Abreu et al. [15] co-combusted bituminous coals with two types of biomasses (pine sawdust and olive stones) at 10–50 wt% (according to calorific value) and examined the ash deposition rate. Co-combustion sawdust with a low alkali content led to a lower ash deposition rate than that observed for single-firing of coal. In contrast, co-combustion with olive stones with high K contents resulted in a higher ash deposition rate than that for single coal. They posited that this difference is caused by the different adhesion tendencies on the deposition surface and attributed this effect to the ash compositions of the biomasses.

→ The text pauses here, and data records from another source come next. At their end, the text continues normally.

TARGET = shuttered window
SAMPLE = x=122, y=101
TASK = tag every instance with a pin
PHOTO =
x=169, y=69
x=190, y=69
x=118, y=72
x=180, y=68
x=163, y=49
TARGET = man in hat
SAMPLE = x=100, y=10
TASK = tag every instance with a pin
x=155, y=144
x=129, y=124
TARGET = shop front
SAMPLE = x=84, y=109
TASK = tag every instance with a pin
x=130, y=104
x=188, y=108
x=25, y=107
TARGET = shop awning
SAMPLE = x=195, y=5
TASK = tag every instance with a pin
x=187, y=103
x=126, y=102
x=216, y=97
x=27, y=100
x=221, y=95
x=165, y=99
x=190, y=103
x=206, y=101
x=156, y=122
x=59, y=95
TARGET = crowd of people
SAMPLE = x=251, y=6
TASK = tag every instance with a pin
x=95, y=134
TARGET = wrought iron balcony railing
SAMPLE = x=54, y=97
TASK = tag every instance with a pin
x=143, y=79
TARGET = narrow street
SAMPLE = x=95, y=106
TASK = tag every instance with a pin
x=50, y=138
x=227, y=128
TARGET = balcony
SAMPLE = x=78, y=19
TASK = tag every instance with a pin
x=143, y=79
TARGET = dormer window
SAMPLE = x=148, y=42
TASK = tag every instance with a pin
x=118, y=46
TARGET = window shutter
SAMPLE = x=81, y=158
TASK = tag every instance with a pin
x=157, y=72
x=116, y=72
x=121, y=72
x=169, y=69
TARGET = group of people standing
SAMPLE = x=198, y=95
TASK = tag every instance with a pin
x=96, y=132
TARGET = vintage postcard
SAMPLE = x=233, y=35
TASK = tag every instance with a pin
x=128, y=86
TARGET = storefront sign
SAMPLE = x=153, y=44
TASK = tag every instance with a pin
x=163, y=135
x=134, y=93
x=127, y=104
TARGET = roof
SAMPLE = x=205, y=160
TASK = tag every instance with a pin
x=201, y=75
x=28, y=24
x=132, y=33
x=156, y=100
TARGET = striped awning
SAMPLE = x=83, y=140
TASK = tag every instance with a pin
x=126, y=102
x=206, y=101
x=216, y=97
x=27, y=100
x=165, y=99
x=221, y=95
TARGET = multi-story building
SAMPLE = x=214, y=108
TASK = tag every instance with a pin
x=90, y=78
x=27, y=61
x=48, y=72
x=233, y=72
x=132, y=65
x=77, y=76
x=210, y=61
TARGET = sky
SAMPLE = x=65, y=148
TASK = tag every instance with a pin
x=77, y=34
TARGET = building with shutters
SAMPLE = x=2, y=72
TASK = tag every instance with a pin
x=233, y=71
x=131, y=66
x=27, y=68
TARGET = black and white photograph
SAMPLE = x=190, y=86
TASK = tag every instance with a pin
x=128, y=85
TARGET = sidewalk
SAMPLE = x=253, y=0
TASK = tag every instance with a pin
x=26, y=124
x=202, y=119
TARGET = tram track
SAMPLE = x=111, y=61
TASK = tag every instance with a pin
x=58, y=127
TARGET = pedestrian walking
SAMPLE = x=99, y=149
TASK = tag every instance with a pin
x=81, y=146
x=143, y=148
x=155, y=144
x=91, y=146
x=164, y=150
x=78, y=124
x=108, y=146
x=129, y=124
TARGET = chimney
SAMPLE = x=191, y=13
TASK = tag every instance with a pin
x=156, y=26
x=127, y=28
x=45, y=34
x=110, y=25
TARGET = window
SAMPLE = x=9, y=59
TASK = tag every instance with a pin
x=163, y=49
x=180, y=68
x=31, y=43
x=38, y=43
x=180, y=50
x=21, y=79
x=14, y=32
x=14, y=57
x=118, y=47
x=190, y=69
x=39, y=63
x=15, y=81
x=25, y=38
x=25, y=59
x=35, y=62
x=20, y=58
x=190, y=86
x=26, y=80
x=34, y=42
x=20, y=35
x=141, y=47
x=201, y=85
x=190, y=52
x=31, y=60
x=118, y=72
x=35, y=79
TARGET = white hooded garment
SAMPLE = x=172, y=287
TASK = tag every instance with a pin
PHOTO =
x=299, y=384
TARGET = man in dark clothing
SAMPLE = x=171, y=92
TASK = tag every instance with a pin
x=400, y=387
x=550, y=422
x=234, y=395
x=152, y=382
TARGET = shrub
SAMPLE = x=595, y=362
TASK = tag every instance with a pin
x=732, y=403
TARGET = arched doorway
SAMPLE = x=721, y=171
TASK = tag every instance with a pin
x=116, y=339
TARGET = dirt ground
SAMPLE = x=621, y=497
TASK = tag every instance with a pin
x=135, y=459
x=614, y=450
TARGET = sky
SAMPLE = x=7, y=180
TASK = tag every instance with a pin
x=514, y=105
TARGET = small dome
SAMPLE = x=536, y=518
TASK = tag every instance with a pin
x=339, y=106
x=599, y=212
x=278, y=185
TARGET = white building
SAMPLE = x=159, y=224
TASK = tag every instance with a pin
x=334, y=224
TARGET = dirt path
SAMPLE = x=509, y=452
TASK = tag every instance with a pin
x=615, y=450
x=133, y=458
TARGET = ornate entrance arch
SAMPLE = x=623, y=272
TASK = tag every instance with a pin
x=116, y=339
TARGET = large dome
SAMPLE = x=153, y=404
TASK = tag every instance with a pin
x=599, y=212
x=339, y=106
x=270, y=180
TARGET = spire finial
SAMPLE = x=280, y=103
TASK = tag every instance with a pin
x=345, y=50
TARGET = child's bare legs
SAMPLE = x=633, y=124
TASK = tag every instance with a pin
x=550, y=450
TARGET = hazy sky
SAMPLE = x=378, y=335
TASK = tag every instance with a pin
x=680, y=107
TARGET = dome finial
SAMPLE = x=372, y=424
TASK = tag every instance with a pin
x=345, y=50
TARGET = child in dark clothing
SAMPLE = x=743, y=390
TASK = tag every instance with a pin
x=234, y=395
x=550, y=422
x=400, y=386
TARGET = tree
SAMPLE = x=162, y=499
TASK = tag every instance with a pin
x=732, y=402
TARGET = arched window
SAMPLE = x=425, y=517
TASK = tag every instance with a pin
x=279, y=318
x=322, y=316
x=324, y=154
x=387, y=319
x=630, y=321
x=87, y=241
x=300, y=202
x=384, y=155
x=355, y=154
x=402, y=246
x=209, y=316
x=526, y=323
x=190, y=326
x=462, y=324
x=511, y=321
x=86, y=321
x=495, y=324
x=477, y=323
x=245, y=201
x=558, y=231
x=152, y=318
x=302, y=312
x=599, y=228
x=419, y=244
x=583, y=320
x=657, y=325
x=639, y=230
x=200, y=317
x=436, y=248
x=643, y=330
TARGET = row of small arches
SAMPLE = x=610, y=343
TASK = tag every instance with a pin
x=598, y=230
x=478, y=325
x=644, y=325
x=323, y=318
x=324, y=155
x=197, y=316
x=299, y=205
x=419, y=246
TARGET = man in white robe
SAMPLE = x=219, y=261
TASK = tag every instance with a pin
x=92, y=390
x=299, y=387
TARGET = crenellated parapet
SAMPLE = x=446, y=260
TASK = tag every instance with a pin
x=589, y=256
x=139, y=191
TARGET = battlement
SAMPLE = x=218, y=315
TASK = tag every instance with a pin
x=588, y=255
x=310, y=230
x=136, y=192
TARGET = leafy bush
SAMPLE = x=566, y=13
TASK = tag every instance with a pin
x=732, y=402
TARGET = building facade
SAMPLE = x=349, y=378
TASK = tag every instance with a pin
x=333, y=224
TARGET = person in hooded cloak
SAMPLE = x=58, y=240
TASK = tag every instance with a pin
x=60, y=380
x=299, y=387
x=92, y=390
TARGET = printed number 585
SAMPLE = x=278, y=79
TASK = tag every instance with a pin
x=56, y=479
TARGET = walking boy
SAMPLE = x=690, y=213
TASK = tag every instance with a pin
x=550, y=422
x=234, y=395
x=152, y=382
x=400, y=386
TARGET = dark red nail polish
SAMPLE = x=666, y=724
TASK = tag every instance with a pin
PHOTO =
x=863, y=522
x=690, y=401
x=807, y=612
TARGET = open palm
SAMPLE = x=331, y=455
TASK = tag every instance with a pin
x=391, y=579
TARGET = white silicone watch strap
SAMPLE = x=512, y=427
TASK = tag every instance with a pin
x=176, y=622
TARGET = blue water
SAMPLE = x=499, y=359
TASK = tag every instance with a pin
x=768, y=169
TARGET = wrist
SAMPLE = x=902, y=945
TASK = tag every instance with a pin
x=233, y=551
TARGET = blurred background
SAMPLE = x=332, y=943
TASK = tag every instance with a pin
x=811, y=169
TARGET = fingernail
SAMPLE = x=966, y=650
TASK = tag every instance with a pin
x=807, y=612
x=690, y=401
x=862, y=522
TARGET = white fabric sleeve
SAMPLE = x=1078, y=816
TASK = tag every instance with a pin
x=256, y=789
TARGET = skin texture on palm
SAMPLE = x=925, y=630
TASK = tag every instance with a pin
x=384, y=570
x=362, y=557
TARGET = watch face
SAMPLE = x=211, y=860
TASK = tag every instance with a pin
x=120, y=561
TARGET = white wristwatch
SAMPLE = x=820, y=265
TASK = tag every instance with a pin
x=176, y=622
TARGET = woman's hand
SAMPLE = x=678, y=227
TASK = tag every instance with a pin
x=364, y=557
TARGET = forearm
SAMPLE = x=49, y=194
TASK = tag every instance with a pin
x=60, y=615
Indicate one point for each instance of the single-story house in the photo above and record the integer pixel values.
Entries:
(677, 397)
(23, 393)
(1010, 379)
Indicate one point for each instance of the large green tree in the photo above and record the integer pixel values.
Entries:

In addition to the above studies, numerous studies have been performed to understand and explain the phenomenon of ash deposition in biomass co-combustion. This includes the development of empirical indicators and several experimental methods for determining ash melting temperatures [16,17,18]. Many investigations using thermomechanical analyzers (TMAs), drop tube furnaces (DTF), pilot plants, and full-scale boiler trials have been performed [19,20,21].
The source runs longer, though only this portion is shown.